From the magazine

A committed performance of Lerner and Weill’s flop: Opera North’s Love Life reviewed

Plus: an astonishingly lyrical and tender Jenufa at the Royal Opera House

Richard Bratby
Stephanie Corley as Susan Cooper with the Chorus and Orchestra of Opera North in Kurt Weill's Love Life.  PHOTO: JAMES GLOSSOP
EXPLORE THE ISSUE 25 January 2025
issue 25 January 2025

Once upon a time on Broadway, Igor Stravinsky composed a ballet for Billy Rose’s revue Seven Lively Arts. After the first night, Rose felt that Stravinsky’s efforts might benefit from the attention of Robert Russell Bennett – the king of Broadway orchestrators, who’d collaborated with Cole Porter and the Gershwins. ‘YOUR MUSIC GREAT SUCCESS,’ he telegrammed to Stravinsky. ‘COULD BE SENSATIONAL SUCCESS IF YOU WOULD AUTHORISE ROBERT RUSSELL BENNETT RETOUCH ORCHESTRATION.’ Stravinsky wired straight back: ‘SATISFIED WITH GREAT SUCCESS.’

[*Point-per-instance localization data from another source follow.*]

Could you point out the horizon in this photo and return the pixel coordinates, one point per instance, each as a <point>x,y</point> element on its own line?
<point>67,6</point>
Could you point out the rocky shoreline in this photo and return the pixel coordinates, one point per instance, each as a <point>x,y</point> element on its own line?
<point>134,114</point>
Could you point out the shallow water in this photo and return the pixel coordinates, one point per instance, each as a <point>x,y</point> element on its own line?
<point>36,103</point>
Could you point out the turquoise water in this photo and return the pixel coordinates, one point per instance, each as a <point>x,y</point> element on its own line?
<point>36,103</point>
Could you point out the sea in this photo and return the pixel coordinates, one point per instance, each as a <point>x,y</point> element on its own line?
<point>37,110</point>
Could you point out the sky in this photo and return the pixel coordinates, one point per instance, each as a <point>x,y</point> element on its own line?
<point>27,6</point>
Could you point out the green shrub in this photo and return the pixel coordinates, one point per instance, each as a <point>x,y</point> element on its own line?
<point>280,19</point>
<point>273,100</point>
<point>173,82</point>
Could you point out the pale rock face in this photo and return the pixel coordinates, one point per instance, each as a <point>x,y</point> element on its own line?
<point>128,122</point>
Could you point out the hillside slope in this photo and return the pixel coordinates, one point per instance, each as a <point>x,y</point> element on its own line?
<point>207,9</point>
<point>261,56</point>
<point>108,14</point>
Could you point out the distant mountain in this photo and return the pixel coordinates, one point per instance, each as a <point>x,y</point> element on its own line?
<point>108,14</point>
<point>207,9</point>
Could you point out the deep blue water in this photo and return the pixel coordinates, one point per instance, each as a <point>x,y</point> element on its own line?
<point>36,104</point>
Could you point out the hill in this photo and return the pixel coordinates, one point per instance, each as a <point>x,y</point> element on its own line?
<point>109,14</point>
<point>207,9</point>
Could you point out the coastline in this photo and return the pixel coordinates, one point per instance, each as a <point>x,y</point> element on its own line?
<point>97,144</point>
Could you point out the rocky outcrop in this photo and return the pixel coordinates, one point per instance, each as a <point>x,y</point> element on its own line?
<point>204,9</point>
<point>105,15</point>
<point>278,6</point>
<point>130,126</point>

If you’re mad enough to revive Love Life, you have to commit. Opera North did

There were moments in this revival of the Lerner and Weill flop Love Life when I wondered whether Weill, too, might have profited from a Bennett makeover. Sacrilege! Kurt Weill was one of the very few Broadway composers (then or now) who insisted upon complete control of his own orchestral sound. And it’s true that Love Life is a gorgeous score, soaked in bittersweet melody and bruised romanticism. But you long for a little more sparkle, a touch more sonic pizzazz; anything, really, to buck the show’s long downward trajectory. Come on, boys, give us a smile!

It probably wouldn’t have made much difference, mind. Love Life is a musical about family life scripted by Alan Jay Lerner, who divorced seven times and whose best shows (My Fair Lady, Camelot, Gigi) contain not a single healthy, recognisable marriage. It’s an anti-capitalist critique of the American dream, an epic downer scored by Bertolt Brecht’s old co-writer at the precise moment – 1948 – of peak postwar optimism. Oh, and it’s framed as a flashback, narrated by a magician, and the hero and heroine can travel in time. Got that? Now prepare to be lectured. At one point Lerner trials an early draft of ‘Ah Yes, I Remember It Well’, and it dies on its feet.